Bye Bye Frequent Flyer Miles

At the Climate Conference, Congressman Dana Rohrabacher (R-California)told attendees that the green legislation is going to be the biggest scam ever perpetrated on the American people. Taxes will be raised and freedoms taken away.

He said that some green advocates even want to stop frequent flyer miles, since in the eyes of these advocates, it is creating an incentive for free flying and, thus, increasing the world's carbon footprint.

After spending a day listening to the scientists at this conference, the green scam appears to be even greater than I suspected.

All the scientists in the "Realist" group seem to have the science on their side versus the Greens. Carbon appears to have about as much impact on the climate as ice cream.

Scientist after scientist decried the fact that the Greens are always unwilling to debate the Realists. Not only does Al Gore refuse to debate, he also refuses to take audience questions after a speech. The Realists on the other hand seemed to be genuinely desirous of carrying on scientific debate with everyone.

This conference was taped and will be out on dvd. Anyone interested in learning what the debate is all about should at least listen to the speech given by Roy W. Spencer from the University of Alabama Huntsville.

Bob Murphy tipped me off before the conference that Spencer was his favorite climatology speaker. I can see why. Spencer walked the attendees through a play-by-play on what the entire debate is all about. You really leave the speech with the big picture as to what the overall debate is all about, and knowledge of some of the deceptive practices the Greens use to advance their cause.

2 comments:

  1. The global warming debate is portrayed in the media and the political arena as a two sided debate.

    On one side there are "Climate Change" advocates (a.k.a. alarmists) who diagnose global warming as a real problem and prescribe a range of economic interventionist measures as the solution. On the other side are the Climate Skeptics (a.k.a. deniers) who disagree with the diagnosis and prescription of the alarmists.

    In terms of how these political camps relate to the relevant academic specialist communities, the alarmists have the best climatology and the worst economics, and the deniers have the worst climatology and the best economics (relatively speaking). Climatologists who speak about policy solutions to global warming have strayed far from their specialist expertise as have economists who talk about climate science.

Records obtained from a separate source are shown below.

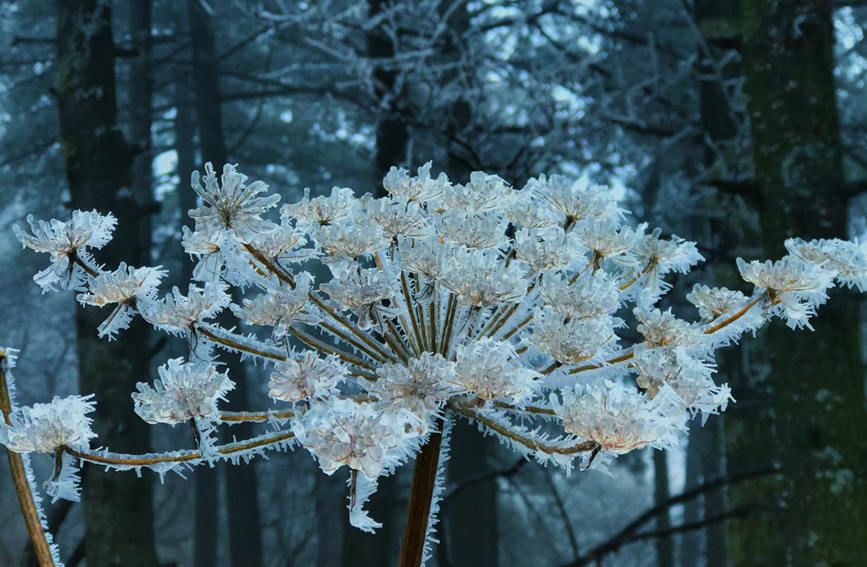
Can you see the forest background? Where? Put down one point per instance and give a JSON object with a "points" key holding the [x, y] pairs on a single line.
{"points": [[732, 123]]}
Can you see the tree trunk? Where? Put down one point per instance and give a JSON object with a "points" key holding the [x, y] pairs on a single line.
{"points": [[204, 478], [661, 493], [359, 548], [141, 95], [118, 507], [245, 544], [718, 22], [814, 426], [691, 542]]}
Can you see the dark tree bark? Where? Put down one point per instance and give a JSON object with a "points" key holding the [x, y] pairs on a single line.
{"points": [[140, 116], [813, 421], [718, 22], [392, 136], [204, 478], [245, 544], [118, 507], [661, 493]]}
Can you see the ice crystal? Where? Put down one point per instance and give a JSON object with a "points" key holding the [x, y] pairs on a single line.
{"points": [[305, 376], [68, 244], [230, 204], [47, 427], [126, 288], [478, 301], [182, 392]]}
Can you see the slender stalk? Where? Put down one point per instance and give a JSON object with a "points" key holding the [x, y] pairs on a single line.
{"points": [[364, 337], [19, 477], [532, 444], [734, 317], [420, 498], [410, 307], [276, 270], [241, 416], [312, 341], [73, 256], [181, 457], [226, 339]]}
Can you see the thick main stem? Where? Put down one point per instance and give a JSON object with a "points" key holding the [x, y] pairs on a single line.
{"points": [[420, 499], [19, 477]]}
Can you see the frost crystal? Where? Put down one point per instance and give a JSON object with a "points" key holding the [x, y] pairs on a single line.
{"points": [[359, 435], [47, 427], [794, 288], [478, 301], [419, 387], [183, 391], [279, 307], [617, 419], [490, 369], [713, 302], [67, 243], [126, 288], [178, 314], [230, 204], [305, 376]]}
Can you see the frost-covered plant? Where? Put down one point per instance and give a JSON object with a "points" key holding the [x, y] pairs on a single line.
{"points": [[503, 307]]}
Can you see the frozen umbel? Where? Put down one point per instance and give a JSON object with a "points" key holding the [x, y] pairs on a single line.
{"points": [[503, 307]]}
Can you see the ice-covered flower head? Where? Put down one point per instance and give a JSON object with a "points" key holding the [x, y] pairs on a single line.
{"points": [[47, 427], [230, 204], [68, 243], [183, 391], [506, 307]]}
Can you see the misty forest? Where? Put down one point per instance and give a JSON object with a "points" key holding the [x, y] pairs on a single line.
{"points": [[636, 339]]}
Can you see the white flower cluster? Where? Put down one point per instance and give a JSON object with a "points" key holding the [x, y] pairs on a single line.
{"points": [[475, 301], [47, 427], [184, 391]]}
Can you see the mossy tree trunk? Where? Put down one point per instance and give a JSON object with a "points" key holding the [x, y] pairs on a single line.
{"points": [[808, 412], [245, 538], [118, 510]]}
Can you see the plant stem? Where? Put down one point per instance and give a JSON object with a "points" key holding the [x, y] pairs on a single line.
{"points": [[420, 498], [22, 487]]}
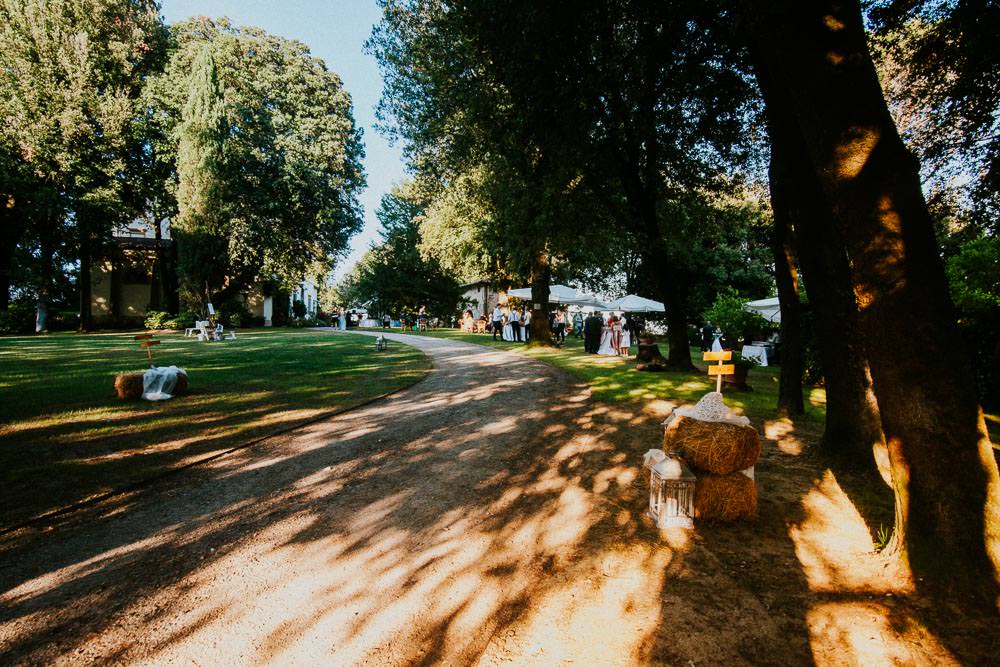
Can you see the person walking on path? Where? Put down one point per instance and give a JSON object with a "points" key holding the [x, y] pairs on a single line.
{"points": [[560, 326], [515, 325], [497, 324], [592, 333]]}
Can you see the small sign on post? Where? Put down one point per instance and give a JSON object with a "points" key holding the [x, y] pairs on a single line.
{"points": [[146, 341], [721, 369]]}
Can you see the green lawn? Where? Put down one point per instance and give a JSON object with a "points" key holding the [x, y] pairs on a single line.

    But just say it's not a two sided debate but rather a four square (two by two) grid with alarmist and denialist as side by side columns and with diagnosis and prescription as separate rows. If so there is a super-pessimist option that never gets a public hearing. Super-pessimists would say climate change is real and the prescriptions of the advocates won't work, and indeed make society's ability to respond worse.

    So far it would seem to me that the true "consensus position" the one which combines the best climatology and the best economics is the super-pessimist group. And this is precisely the faction we never hear from. Which is, of course, precisely what a public choice analysis of the issue ("everybody's business is nobody's business") would predict.

    Welcome to the fun filled 21st century!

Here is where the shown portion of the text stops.